Dropbox Criticized for Encryption Key Control Policy
The problem was identified by a user, who reported it on Dropbox forums and contacted independent security researcher Christopher Soghoian, a doctoral student at the University of Indiana. He posted the tip onto text-sharing site Pastebin.
“I found I was able to log into my account using an incorrect password, and on further investigation I found I could log in and access files on any of the three accounts I tested (mine and two friends’) using any password,” the unknown user wrote Soghoian.

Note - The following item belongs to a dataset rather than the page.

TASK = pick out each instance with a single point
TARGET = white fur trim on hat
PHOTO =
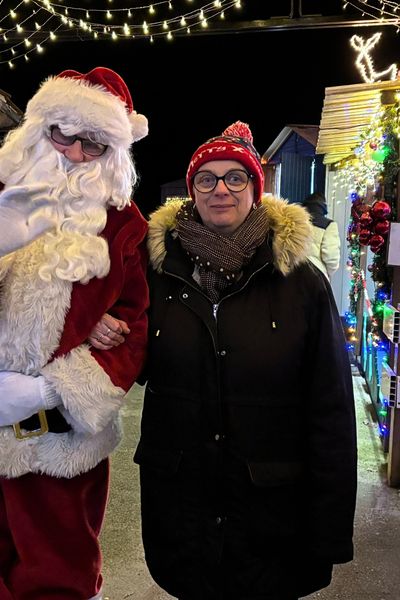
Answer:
(86, 107)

Soghoian has long been a vocal critic of Dropbox. In May, he wrote a letter of complaint to the Federal Trade Commission, alleging the company deceived its users by overstating how secure its file service really was. Dropbox used to claim that employees at the company had no way of viewing user files when a few of them had administrative privileges. Dropbox recently updated its terms of service to reflect that fact and that it would decrypt users’ files and give the government access to them if asked.
Individuals and businesses need to be responsible for the security of their files, wherever they are stored, according to Webb. “No controls put in place by a third party can be relied on 100 percent,” Webb said.
Dropbox allows users to store files, regardless of file type, on remote servers that are accessible from anywhere in the world. The company claimed to store more than 200 million pieces of data in April.
Letting Dropbox control the encryption key makes the service easy to use and allows users to recover their files even if they forget their password. If the user controlled the encryption key, the data would be lost forever if they ever lost the password, according to Dropbox. The encryption key will also have to be entered on every single device the user wants to use to sync to the service.
Soghoian argued the company’s encryption model introduced too many vulnerabilities and customers should retain full control over encryption.
“The reality is that most end users are not equipped to implement proper key management,” Mushegh Hakhinian, a security architect at IntraLinks, said. Delegating key management to an end user doesn’t really make sense, he said, noting that providers can store the information in a “very secure” data center.
“Dropbox isn’t the problem here. It’s the unreasonable expectation that simply moving files into the cloud will somehow keep them safe-no matter who operates the service. It won’t,” Webb said.